«Mettre la pression» sur les autorités grecques afin qu'elles améliorent les conditions d'enregistrement et de contrôle des migrants, tout en promouvant «un esprit d'assistance» : voilà, selon l'entourage du ministre de l'Intérieur, le message de Bernard Cazeneuve qui se rend ce jeudi sur l'île de Lesbos, principal point d'entrée de réfugiés dans l'Union européenne (UE). «Il y a des lacunes dans les contrôles, mais on peut aider, fournir de l'assistance», précise-t-on place Beauvau.

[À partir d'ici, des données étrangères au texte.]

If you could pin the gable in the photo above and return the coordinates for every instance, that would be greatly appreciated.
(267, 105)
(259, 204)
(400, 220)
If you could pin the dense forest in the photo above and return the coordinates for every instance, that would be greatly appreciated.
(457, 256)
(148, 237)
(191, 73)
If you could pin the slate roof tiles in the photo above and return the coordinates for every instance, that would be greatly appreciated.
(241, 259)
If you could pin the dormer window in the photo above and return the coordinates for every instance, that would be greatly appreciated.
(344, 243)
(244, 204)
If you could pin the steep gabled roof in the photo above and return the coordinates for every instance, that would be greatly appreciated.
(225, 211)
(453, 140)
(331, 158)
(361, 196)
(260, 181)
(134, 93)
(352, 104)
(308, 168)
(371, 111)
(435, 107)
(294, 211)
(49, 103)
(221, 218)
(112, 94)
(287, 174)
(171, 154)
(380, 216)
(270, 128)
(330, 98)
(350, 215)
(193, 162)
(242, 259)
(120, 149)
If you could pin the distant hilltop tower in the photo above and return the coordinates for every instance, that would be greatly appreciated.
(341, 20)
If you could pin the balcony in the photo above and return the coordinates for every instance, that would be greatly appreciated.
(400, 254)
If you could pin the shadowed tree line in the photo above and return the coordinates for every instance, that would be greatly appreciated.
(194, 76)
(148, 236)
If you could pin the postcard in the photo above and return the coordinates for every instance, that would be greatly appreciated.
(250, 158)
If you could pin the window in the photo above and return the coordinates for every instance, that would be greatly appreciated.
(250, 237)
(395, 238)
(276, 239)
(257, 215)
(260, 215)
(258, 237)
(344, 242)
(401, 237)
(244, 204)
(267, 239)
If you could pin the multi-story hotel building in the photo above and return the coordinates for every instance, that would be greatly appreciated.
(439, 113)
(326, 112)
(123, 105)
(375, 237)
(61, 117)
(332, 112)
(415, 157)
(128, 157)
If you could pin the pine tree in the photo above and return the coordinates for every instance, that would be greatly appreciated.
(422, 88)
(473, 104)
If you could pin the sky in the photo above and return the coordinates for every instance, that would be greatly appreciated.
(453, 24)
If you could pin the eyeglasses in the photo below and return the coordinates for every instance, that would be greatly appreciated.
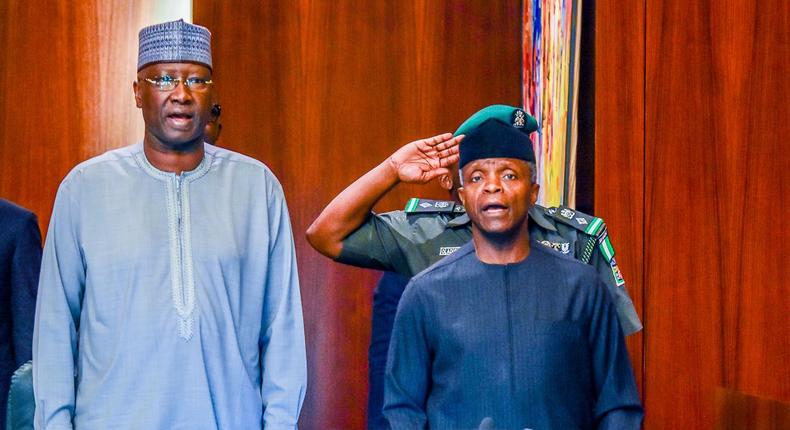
(169, 83)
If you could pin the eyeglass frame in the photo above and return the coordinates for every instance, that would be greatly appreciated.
(176, 81)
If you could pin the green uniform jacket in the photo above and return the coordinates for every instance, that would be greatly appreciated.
(407, 242)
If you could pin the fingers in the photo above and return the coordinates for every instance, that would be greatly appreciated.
(447, 152)
(449, 160)
(449, 143)
(435, 173)
(438, 139)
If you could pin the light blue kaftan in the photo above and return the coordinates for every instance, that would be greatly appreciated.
(169, 302)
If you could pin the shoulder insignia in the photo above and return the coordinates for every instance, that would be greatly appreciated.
(563, 247)
(606, 246)
(590, 225)
(618, 276)
(415, 205)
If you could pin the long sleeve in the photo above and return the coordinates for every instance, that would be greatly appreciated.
(58, 310)
(283, 357)
(615, 284)
(617, 405)
(408, 366)
(24, 281)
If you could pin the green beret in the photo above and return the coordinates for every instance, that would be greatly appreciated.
(495, 139)
(515, 117)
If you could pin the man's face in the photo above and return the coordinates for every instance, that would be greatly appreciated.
(175, 119)
(497, 194)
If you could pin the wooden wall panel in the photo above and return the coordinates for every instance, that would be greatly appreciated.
(716, 248)
(322, 92)
(66, 72)
(619, 144)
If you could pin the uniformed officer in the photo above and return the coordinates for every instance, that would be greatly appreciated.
(406, 242)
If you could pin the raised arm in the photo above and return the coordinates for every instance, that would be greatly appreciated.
(416, 162)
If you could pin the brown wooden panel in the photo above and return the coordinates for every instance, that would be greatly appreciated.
(715, 247)
(619, 144)
(66, 72)
(736, 410)
(322, 92)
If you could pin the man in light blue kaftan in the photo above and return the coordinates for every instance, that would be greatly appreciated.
(169, 297)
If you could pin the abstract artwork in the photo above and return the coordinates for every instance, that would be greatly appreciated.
(550, 83)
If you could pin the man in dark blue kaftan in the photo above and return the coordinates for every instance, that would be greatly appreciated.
(504, 333)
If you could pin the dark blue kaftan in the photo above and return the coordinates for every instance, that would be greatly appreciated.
(535, 344)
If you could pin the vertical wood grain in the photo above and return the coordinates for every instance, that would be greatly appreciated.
(715, 249)
(619, 145)
(66, 72)
(324, 91)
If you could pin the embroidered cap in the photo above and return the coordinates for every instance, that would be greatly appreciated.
(174, 42)
(513, 116)
(495, 139)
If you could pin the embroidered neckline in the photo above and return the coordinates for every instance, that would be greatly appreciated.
(151, 170)
(182, 278)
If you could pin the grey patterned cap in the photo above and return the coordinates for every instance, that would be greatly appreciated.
(174, 42)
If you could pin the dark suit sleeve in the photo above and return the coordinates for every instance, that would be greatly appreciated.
(408, 366)
(617, 404)
(25, 266)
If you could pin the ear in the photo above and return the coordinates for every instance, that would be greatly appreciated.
(461, 196)
(533, 193)
(446, 181)
(138, 99)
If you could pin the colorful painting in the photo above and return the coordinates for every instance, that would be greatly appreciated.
(550, 82)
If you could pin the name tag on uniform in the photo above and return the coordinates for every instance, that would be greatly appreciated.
(563, 247)
(447, 250)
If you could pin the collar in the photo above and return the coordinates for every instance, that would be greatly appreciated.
(536, 215)
(197, 172)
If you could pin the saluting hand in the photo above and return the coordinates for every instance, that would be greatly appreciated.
(425, 159)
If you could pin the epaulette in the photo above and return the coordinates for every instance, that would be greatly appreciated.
(415, 205)
(589, 225)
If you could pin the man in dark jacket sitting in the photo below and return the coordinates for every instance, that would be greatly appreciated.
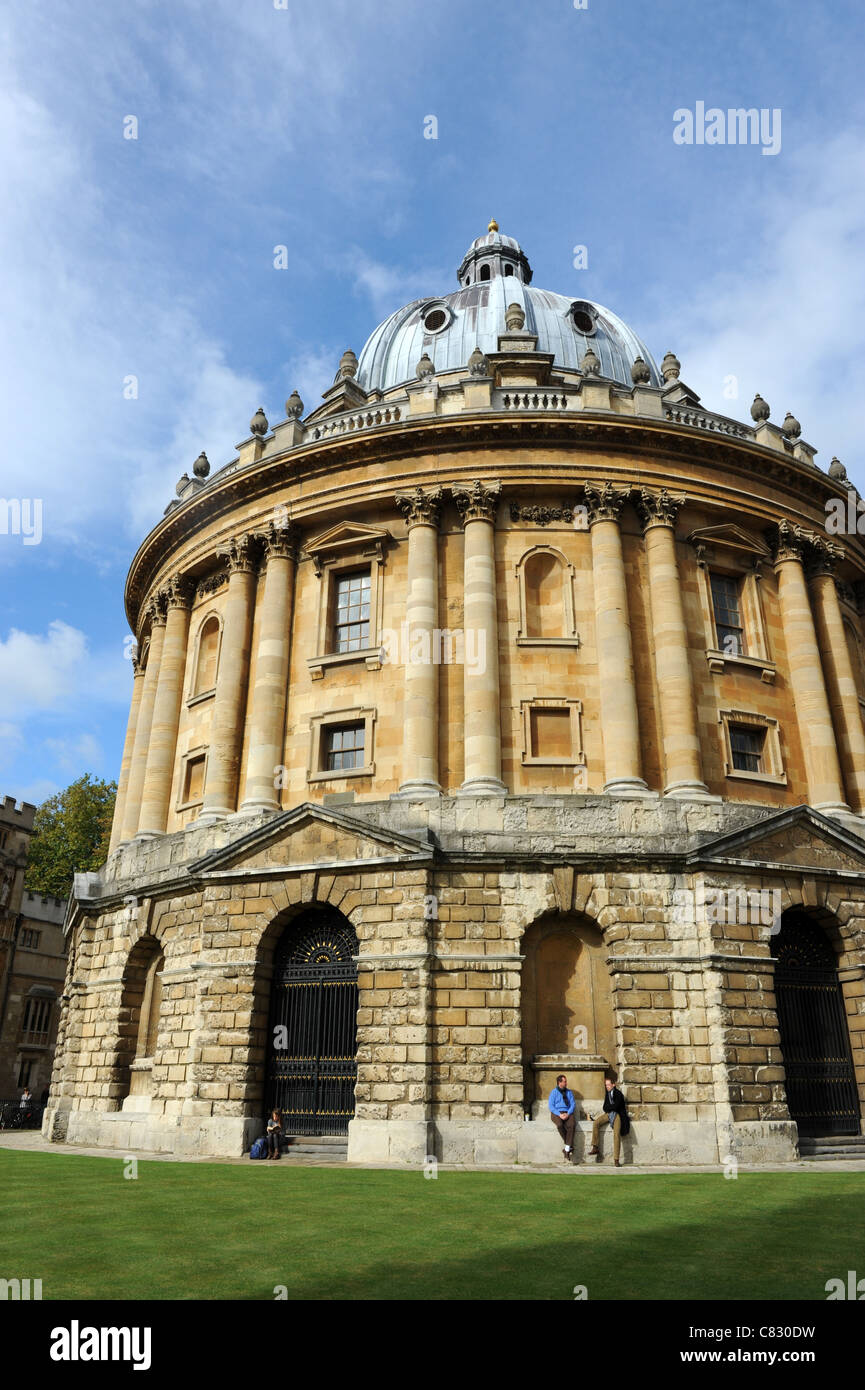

Le dispositif reste chaotique et très inquiétant en matière sécuritaire : des migrants arrivent, tous ne sont pas enregistrés et contrôlés comme ils le devraient, puis ils prennent le bateau vers Le Pirée et disparaissent dans la nature. Entre-temps, la chasse notamment aux faux passeports irakiens et syriens – volés vierges et en masse puis réintroduits dans le circuit avec tous les aspects de la légalité – n’est pas faite correctement, ce qui pose un gros souci, sachant que plusieurs des terroristes du 13 Novembre à Paris ont emprunté cette route dite des migrants.
Les Grecs en mauvaise posture
L'idéal, aux yeux de la France, serait de faire un premier tri dès Lesbos, en fonction des trois types définis : ceux qui, venant de pays en guerre (Syrie, Irak…), sont a priori éligibles quasi-automatiquement à l'asile. Ceux qui, venant de pays comme le Soudan, peuvent déposer une demande d'asile, sachant qu'elle a, dans le cas de ce pays, une chance sur deux d'être acceptée. Et enfin ceux qui, considérés comme migrants «économiques» – en fait, fuyant la misère et cherchant du travail – n'ont pas vocation à obtenir l'asile. Ceux-ci devraient théoriquement être «éloignés» – en français, expulsés. Mais le système «d'éloignement» ne fonctionne guère en Grèce, pas plus que dans les autres pays, notamment parce qu'il est très difficile à mettre en œuvre : il faut placer les personnes en rétention, donc avoir les structures pour, et obtenir l'accord du pays «de retour» pour y renvoyer ses ressortissants, ce qui n'est pas toujours évident.
Avec ses lacunes, «il s'agit de placer la Grèce devant ses responsabilités, explique un conseiller. Et aussi de lui montrer qu'on veut l'aider afin qu'elle ne soit pas en mesure de dire "l'Europe nous a laissés tout seuls".» Pour l'instant, les Grecs se retrouvent en mauvaise posture : ils sont, depuis la semaine dernière, menacés par l'UE d'être mis au ban de Schengen, la zone de libre circulation, faute d'amélioration dans les contrôles. «Ceci a été improprement analysé comme une mise en quarantaine ou une exclusion de la Grèce de Schengen», estime-t-on à Paris – c'est pourtant bien la réalité.
«Mettre la pression sur l’UE»
Mais Paris ne voudrait pas trop accabler Athènes. D'ailleurs, comment la France aurait-elle agi si 800 000 migrants avaient débarqué sur les côtes de la Corse en 2015 ? C'est ce qui s'est passé à Lesbos, où le flux continue à être très important (62 000 arrivées en Grèce en janvier, quarante fois plus qu'en janvier 2015), avec des conséquences humaines dramatiques (déjà 360 morts en Méditerranée, dont 270 entre la Turquie et la Grèce). Pour Paris, les Grecs n'y arriveront pas tout seuls et, selon une conseillère de Cazeneuve, cette visite, à laquelle s'associera le ministre allemand de l'Intérieur à Athènes, «est aussi une manière de mettre la pression sur l'UE».
Car Paris prône en la matière une «maîtrise d'ouvrage européenne» avec un financement de l'UE : «Ce n'est pas à l'Italie et à la Grèce d'assumer seules une crise migratoire qui nous concerne tous, fait-on valoir. On pousse l'idée que l'UE doit prendre en charge.» Voilà pour la théorie. Mais on en est très loin dans la pratique. Les obstacles sont nombreux. «D'abord, il appartient aux Grecs d'accepter», note-t-on. Ensuite, les fameux «hot spots» censés enregistrer et trier les migrants ont bien du mal à démarrer. Il n'y en a qu'un, à Lesbos, sur les cinq prévus. Au bout de la chaîne, la relocalisation des demandeurs d'asile – la France peut en prendre 15 300 en 2016 et autant en 2017 – ne fonctionne qu'au compte-gouttes : «Au hot spot de Lesbos, 300 dossiers de relocalisation ont été acceptés, dont 110 pour la France», explique un conseiller.